What does the law say about intent to bribe?

From Mark St.Pierre's testimony.
"In open areas of the yacht there was dancing (by the strippers)," St. Pierre testified. "Unfortunately, I did participate in that. I'm sorry I did it. I've apologized to my wife. We took things too far. We got out of control.

"It was not a good time in my life and I'm sorry for it, but I'll tell you this: It was never meant as a kickback or a bribe for anybody."

Update: The rest of this amounts to a game of "What did the lawyers know and when did they know it?" Although maybe a good rule of thumb would be, if you have to hire a big law firm and ask them if what you're doing in illegal, you're probably doing something illegal. This is particularly true if part of what you're doing involves paying for sex acts on a boat.
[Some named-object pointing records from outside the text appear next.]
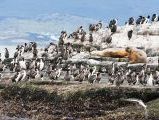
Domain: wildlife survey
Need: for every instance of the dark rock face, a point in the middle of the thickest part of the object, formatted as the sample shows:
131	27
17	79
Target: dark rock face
33	104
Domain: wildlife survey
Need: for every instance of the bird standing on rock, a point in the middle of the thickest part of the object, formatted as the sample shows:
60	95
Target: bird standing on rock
6	53
130	34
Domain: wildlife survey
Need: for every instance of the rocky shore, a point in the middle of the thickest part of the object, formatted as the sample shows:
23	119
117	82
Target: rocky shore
38	102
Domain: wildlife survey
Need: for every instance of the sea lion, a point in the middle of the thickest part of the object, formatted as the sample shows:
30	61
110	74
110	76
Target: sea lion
136	55
111	52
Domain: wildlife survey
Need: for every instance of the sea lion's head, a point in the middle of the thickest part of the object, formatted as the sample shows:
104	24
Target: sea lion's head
128	49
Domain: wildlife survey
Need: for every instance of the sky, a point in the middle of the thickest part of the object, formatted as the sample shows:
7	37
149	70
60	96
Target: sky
97	9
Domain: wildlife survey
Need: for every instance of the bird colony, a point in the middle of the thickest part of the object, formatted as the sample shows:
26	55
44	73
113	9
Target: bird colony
70	60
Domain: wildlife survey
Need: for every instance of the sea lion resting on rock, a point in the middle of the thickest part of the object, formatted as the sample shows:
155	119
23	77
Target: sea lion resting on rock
134	55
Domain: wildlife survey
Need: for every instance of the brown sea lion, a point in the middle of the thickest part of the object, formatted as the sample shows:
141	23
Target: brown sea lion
111	52
134	55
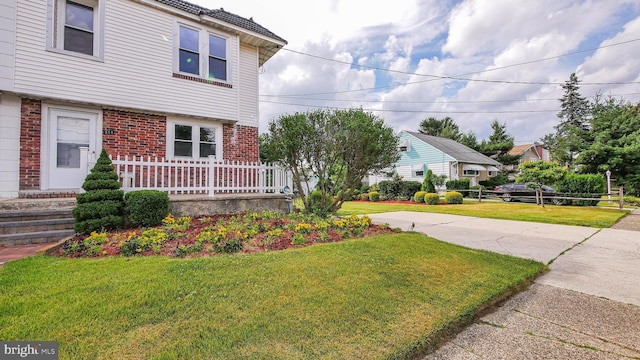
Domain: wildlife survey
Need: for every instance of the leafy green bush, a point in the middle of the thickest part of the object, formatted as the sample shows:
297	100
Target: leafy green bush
491	183
427	184
581	186
409	188
146	207
461	184
474	194
101	207
453	197
431	198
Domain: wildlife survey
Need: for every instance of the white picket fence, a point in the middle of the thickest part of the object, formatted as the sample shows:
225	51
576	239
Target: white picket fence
199	176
I'm going to ask my doctor if I can eat 20 bacon donuts a day for six months and not have a heart attack. The doctor might say, "It's possible." Can I sue for malpractice?

Upperdate: Starting to believe those who say the government's real target in all of this is Ciber.
Ciber's president for state and local contracts, Ed Burns, "asked me and (Imagine employee) Dwaine Hodges to go to San Francisco to assist them with their (bid)," St. Pierre testified. "I would have done that for Northrop Grumman. If any (Government Services Administration) vendor wanted facts I would have helped with the facts."

St. Pierre's NetMethods also got government contracts working under Ciber in other locations, such as Cook County, Ill., and the Mississippi Department of Environmental Quality in Jackson, Miss.

In fact, while the government alleges that money St. Pierre made from the city of New Orleans through Imagine was used to pay Meffert a first NetMethods check of $38,000 in October 2004, St. Pierre said that came from direct business NetMethods already had in Mississippi.

St. Pierre said that Meffert named NetMethods and they formed it as a way for the two friends to be in business together outside the city of New Orleans, even while Meffert was a city official.

"Ed Burns always considered us strategic partners," St. Pierre said. "To me, that meant I'll help you where I can and you help me wherever you can. We knew our future at the city would not be a long future. So our goal was to build our business outside of the city."